Eine Wettbewerbsanalyse untersucht Geschäftsmodelle, Preise, Marktanteile und Strategien – sie liefert harte Daten für unternehmerische Entscheidungen. Eine Markenanalyse bewegt sich dagegen auf der kommunikativen Ebene: Sie schaut sich an, wie eine Marke wirkt, ob Botschaften klar sind, Farben, Logos und Sprache konsistent eingesetzt werden und welche Emotionen sie weckt.

head vs heart brain

TL;DR

Eine Wettbewerbsanalyse untersucht Geschäftsmodelle, Preise, Marktanteile und Strategien – sie liefert harte Daten für unternehmerische Entscheidungen.
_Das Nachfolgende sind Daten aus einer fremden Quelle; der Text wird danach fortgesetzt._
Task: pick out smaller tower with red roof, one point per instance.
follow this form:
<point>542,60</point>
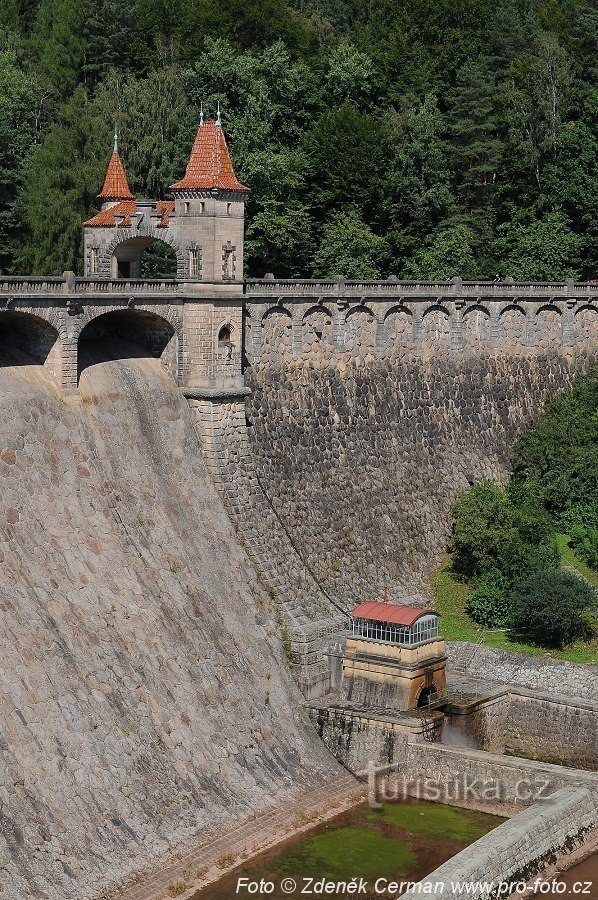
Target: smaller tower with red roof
<point>203,221</point>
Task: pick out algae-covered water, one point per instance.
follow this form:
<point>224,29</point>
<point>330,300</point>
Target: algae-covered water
<point>400,842</point>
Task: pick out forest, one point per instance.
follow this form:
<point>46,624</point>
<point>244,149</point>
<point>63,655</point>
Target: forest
<point>420,139</point>
<point>528,550</point>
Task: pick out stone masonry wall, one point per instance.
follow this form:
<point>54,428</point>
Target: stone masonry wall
<point>519,848</point>
<point>144,691</point>
<point>308,615</point>
<point>363,455</point>
<point>505,667</point>
<point>543,728</point>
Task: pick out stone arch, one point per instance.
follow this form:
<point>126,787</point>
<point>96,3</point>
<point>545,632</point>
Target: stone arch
<point>277,331</point>
<point>585,327</point>
<point>397,330</point>
<point>127,247</point>
<point>547,329</point>
<point>436,330</point>
<point>123,332</point>
<point>28,339</point>
<point>360,331</point>
<point>317,330</point>
<point>477,331</point>
<point>512,329</point>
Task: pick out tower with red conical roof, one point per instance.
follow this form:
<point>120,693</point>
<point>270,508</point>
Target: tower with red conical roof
<point>203,222</point>
<point>209,207</point>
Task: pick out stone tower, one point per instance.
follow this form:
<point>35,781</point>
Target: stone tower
<point>203,223</point>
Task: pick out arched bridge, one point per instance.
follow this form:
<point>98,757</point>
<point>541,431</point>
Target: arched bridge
<point>203,331</point>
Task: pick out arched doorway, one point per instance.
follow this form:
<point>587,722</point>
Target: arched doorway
<point>426,696</point>
<point>128,334</point>
<point>143,257</point>
<point>28,340</point>
<point>158,261</point>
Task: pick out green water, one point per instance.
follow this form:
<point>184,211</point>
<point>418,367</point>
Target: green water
<point>402,842</point>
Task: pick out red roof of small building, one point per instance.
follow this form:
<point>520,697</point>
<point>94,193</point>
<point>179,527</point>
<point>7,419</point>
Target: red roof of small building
<point>107,217</point>
<point>390,612</point>
<point>116,186</point>
<point>210,164</point>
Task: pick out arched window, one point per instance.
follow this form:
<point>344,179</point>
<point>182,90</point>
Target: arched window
<point>225,335</point>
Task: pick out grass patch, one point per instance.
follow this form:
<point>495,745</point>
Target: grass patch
<point>444,822</point>
<point>363,852</point>
<point>570,561</point>
<point>451,598</point>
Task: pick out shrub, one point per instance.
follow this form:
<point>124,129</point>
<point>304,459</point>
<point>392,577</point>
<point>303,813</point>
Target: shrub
<point>585,543</point>
<point>491,532</point>
<point>552,607</point>
<point>487,604</point>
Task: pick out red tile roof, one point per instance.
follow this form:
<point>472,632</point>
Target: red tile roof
<point>164,208</point>
<point>210,164</point>
<point>390,612</point>
<point>107,218</point>
<point>116,186</point>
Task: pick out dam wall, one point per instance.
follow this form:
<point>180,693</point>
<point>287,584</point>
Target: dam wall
<point>370,413</point>
<point>145,693</point>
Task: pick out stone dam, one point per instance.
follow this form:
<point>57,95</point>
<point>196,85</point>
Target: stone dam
<point>174,504</point>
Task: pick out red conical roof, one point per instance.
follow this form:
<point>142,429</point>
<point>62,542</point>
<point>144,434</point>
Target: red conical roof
<point>210,164</point>
<point>116,186</point>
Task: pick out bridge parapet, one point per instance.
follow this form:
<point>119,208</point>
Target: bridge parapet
<point>258,289</point>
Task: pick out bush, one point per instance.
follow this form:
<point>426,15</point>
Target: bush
<point>585,543</point>
<point>552,608</point>
<point>487,604</point>
<point>491,532</point>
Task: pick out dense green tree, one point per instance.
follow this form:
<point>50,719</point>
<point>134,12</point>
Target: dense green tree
<point>555,464</point>
<point>330,103</point>
<point>543,249</point>
<point>569,183</point>
<point>449,253</point>
<point>549,607</point>
<point>419,195</point>
<point>20,96</point>
<point>58,41</point>
<point>349,76</point>
<point>475,145</point>
<point>108,32</point>
<point>347,153</point>
<point>347,248</point>
<point>491,533</point>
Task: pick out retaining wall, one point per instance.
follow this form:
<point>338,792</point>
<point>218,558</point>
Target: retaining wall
<point>519,848</point>
<point>536,672</point>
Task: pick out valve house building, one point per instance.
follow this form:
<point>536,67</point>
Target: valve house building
<point>394,656</point>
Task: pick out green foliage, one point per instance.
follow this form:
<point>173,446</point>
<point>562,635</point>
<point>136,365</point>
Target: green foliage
<point>555,464</point>
<point>493,533</point>
<point>584,542</point>
<point>504,540</point>
<point>539,250</point>
<point>550,607</point>
<point>463,132</point>
<point>348,249</point>
<point>449,253</point>
<point>20,96</point>
<point>488,603</point>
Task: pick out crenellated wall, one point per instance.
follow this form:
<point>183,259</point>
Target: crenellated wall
<point>371,410</point>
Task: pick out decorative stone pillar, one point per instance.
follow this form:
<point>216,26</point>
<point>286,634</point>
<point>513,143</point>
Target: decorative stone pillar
<point>69,365</point>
Eine Markenanalyse bewegt sich dagegen auf der kommunikativen Ebene: Sie schaut sich an, wie eine Marke wirkt, ob Botschaften klar sind, Farben, Logos und Sprache konsistent eingesetzt werden und welche Emotionen sie weckt.

 

Wer sich anfängt über seine Marke Gedanken zu machen, braucht zunächst mal eine gute Grundlage. Deshalb steht oft zu Beginn eines solchen Prozesses die Analyse. Aber was für eine Analyse eigentlich? Gern wird sehr allgemein formuliert, man müsse dringend mal eine Wettbewerbsanalyse durchführen. Gemeint ist damit aber eigentlich die Frage, wie die eigene Marke wahrgenommen wird. Oder wie der Wettbewerb kommuniziert.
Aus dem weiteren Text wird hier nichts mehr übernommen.